A series of “random” checks on uncooked supermarket chicken has bought to light five cases of meat contaminated with drug resistant bacteria, and sparked a debate on whether the Health Ministry should monitor food lines for such contamination.
Green Party health spokeswoman Sue Kedgley, who randomly selected the chicken, told Stuff yesterday [Tuesday] that the findings pose a serious health issue: “Antibiotic- resistant bacteria such as salmonella, campylobacter or E. coli can make people sick.

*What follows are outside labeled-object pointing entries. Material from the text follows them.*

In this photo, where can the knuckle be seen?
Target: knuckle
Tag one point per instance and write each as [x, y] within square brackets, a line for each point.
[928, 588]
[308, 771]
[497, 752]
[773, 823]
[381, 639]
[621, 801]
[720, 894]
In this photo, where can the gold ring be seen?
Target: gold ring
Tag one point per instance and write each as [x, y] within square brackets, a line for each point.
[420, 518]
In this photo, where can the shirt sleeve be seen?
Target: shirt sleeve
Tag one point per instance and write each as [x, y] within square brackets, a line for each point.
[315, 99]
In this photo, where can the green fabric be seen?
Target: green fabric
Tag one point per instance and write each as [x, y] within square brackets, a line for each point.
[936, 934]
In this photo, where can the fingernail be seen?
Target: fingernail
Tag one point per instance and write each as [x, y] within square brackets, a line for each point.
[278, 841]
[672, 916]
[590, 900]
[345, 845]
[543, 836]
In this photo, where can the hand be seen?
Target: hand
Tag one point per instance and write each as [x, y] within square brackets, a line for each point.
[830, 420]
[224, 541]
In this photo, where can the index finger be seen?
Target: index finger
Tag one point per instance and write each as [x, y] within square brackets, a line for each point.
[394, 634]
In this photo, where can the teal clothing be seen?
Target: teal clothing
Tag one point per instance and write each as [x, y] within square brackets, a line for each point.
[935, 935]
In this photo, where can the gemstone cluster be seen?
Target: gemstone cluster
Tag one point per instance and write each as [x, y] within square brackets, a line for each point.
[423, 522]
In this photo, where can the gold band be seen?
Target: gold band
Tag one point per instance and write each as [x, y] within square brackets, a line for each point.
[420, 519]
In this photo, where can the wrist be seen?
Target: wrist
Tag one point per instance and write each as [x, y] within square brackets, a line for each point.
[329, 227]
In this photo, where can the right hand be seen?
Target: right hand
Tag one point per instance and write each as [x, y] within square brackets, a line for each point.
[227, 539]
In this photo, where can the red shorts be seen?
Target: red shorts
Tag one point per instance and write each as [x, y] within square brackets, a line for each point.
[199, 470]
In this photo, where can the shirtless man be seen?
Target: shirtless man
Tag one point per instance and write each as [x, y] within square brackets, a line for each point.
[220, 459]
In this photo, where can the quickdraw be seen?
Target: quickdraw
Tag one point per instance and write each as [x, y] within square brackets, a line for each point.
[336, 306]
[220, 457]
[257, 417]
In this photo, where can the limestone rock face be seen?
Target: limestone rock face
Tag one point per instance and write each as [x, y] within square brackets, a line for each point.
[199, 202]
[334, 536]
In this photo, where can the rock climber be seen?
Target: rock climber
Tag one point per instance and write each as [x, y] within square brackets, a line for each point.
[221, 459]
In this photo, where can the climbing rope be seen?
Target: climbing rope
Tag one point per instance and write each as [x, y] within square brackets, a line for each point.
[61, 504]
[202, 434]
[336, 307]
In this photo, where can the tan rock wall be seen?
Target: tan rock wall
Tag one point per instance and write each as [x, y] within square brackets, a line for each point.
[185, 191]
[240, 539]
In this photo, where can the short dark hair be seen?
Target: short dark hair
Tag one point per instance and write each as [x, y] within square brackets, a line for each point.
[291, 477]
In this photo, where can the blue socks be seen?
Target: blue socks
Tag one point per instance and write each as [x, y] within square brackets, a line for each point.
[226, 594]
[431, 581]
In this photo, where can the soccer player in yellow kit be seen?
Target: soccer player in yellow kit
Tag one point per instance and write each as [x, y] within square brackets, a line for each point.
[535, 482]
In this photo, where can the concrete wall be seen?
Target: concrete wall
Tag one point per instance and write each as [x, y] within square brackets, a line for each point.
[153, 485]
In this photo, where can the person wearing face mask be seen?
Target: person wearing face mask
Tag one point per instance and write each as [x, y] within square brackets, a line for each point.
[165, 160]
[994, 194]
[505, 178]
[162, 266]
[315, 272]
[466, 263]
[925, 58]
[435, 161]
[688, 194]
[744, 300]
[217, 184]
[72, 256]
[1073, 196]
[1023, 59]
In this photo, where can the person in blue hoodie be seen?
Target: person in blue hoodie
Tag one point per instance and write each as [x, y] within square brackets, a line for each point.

“Others do not directly affect humans but they can pass their resistance to antibiotics to other harmful bacteria, making infections much harder and more expensive to treat.”
The tests were conducted at Christchurch laboratory, EnviroLink, where scientists discovered two strains of E. coli bacteria resistant to the antibiotic gentamicin, two strains of E. coli bacteria resistant to the antibiotic tetracyclinethe and vancomycin-resistant Enterococcus bacterium.
Kedgley explained that the presence of such bacteria was down to the way in which chickens are fed with antibiotics on the farms: “When we are feeding around 70 million chickens per year with low doses of antibiotic every day of their lives, I am astonished that the Ministry of Health does not already have a programme in place to randomly test chickens for antibiotic-resistant bacteria.”